During the study period, 266 people (3%) died of drug overdoses, 1989 (19%) died of other causes and 117 (1%) had an undetermined cause of death. Among those who died of overdoses, 162 (61%) used narcotics (opioids) and hallucinogens; 19 (7%) used sedatives, anti-epileptic medications or psychotropic drugs; and 85 (32%) used unspecified drugs that primarily affect muscle or the respiratory system.

The researchers estimated that, overall, a 20-year-old person with HIV could expect to live 3.7 additional years in the absence of drug overdoses. But the reduction in life expectancy was greater in recent years.

The potential gain in life expectancy without overdoses was 1.5 additional years during 1996-2001, 1.9 years during 2002-2007, 3.6 years during 2008-2013 and 9.7 years in 2014-2017. That is, the loss of life expectancy was nearly fivefold higher during the recent overdose crisis. During the latter period, life expectancy for a 20 year old was 55 years, but rose to 65 years when overdose deaths were deleted.

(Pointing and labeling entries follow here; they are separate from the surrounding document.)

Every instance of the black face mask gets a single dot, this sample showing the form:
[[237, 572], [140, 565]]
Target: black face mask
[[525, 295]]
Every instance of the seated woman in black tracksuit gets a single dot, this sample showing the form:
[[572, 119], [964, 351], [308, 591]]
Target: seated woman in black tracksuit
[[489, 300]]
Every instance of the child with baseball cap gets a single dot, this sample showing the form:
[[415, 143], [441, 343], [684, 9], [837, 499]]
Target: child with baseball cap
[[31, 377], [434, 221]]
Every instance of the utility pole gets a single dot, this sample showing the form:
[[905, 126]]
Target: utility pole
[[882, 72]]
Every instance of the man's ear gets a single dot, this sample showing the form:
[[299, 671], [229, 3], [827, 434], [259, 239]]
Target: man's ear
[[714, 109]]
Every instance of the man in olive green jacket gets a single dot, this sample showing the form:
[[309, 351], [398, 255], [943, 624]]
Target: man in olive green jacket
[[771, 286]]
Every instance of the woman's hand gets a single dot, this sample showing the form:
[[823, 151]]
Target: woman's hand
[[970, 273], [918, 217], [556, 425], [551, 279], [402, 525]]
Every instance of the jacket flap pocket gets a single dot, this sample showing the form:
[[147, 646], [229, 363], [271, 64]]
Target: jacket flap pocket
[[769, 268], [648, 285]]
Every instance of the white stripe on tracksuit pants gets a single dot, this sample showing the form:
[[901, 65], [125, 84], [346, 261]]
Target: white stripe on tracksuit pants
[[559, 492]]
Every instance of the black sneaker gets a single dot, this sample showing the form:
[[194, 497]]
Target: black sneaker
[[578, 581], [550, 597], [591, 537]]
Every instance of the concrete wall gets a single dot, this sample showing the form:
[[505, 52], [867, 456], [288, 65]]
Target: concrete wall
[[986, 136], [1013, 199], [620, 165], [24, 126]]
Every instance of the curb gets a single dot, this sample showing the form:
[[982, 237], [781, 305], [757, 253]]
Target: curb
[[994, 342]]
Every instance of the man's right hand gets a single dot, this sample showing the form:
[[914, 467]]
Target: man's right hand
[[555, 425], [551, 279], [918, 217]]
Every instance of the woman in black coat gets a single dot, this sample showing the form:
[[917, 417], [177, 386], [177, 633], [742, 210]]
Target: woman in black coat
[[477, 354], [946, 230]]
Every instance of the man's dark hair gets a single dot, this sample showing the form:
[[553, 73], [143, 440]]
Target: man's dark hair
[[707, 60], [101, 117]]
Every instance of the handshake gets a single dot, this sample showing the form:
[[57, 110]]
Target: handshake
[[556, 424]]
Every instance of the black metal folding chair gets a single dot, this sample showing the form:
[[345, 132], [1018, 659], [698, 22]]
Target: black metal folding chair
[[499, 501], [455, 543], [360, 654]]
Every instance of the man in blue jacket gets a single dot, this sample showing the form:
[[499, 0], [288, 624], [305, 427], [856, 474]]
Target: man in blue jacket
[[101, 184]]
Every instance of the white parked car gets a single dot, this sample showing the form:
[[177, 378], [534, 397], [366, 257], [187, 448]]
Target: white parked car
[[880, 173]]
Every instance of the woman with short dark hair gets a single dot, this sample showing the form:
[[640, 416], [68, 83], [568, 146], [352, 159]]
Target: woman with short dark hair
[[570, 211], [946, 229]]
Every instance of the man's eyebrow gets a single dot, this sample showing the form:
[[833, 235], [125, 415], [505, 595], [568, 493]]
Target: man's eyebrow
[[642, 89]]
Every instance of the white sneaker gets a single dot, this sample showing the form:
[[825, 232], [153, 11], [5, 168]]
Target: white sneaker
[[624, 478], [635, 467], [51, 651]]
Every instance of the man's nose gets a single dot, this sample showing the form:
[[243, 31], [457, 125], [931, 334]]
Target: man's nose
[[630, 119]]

"Survival gains, by virtue of triple-combination ART, have been dramatically reduced during the current overdose epidemic (2014-2017)," the researchers concluded. "The hazard of overdose mortality during the current overdose epidemic was nearly five times higher than [during] the harm reduction scale-up phase (2002-2007)."

"Overdose prevention and substance use treatment are necessary components of quality HIV care programs," they added.

Beyond overdose

In a related study, Dr Ayesha Appa and colleagues from the University of California at San Francisco and the San Francisco Department of Public Health looked at deaths attributable to causes other than overdoses among HIV-positive people who use drugs.

In San Francisco, people who acquired HIV via drug use have twice the mortality of HIV-positive people as a whole, they noted as background.

The researchers identified 7056 drug-related deaths among people over age 13 in San Francisco County during 2007-2018 according to the California Electronic Death Reporting System. Of these, 292 were excluded because they were found not to be due to illicit drugs. This left 223 people with HIV and 6541 HIV-negative individuals whose deaths were determined to be drug-related.

Drug-related deaths among people with HIV, compared to those among HIV-negative individuals, were more likely to involve methamphetamine (21% vs 13%), less likely to involve alcohol (26% vs 46%) and about equally likely to involve opioids (26% in both groups) or cocaine (22% vs 19%).

Both the HIV-positive and HIV-negative groups had a similar proportion of deaths due to drug overdoses (38% vs 37%) and non-infectious medical causes (37% vs 38%). But people with HIV were significantly more likely than HIV-negative people to die of drug-related acute infections (26% vs 8%). The most commonly recorded infections were sepsis (which can have multiple causes), pneumonia and endocarditis (infection of the lining of the heart). After adjusting for other factors, HIV-positive people had more than a fivefold increased risk of such deaths.

In contrast, people with HIV were less likely to have trauma or violence as a cause of death (3% vs 14%).

"Targeted efforts to combat mortality in people living with HIV who use drugs should include infection prevention efforts, such as harm reduction practices and vaccination, as well as overdose prevention," the researchers recommended.

References

St-Jean M et al. Drug overdoses are reducing the gains in life expectancy of people living with HIV (PLWH) in British Columbia, Canada. 23rd International AIDS Conference, abstract OAC0302, 2020.

Update: Following the conference presentation, this study was published in a peer-reviewed journal:

St-Jean M et al. Overdose mortality is reducing the gains in life expectancy of antiretroviral-treated people living with HIV in British Columbia, Canada. International Journal of Drug Policy, online ahead of print, March 2021

DOI: 10.1016/j.drugpo.2021.103195

Appa A et al. Beyond overdose: Comparing drug-related deaths in people with and without HIV in San Francisco. 23rd International AIDS Conference, abstract PEC0399, 2020.

Update: Following the conference presentation, this study was published in a peer-reviewed journal:

Appa A et al. Beyond Overdose: Drug-Related Deaths in People With and Without HIV in San Francisco, 2007–2018. Open Forum Infectious Diseases, 7: ofaa565, November 2020 (open access).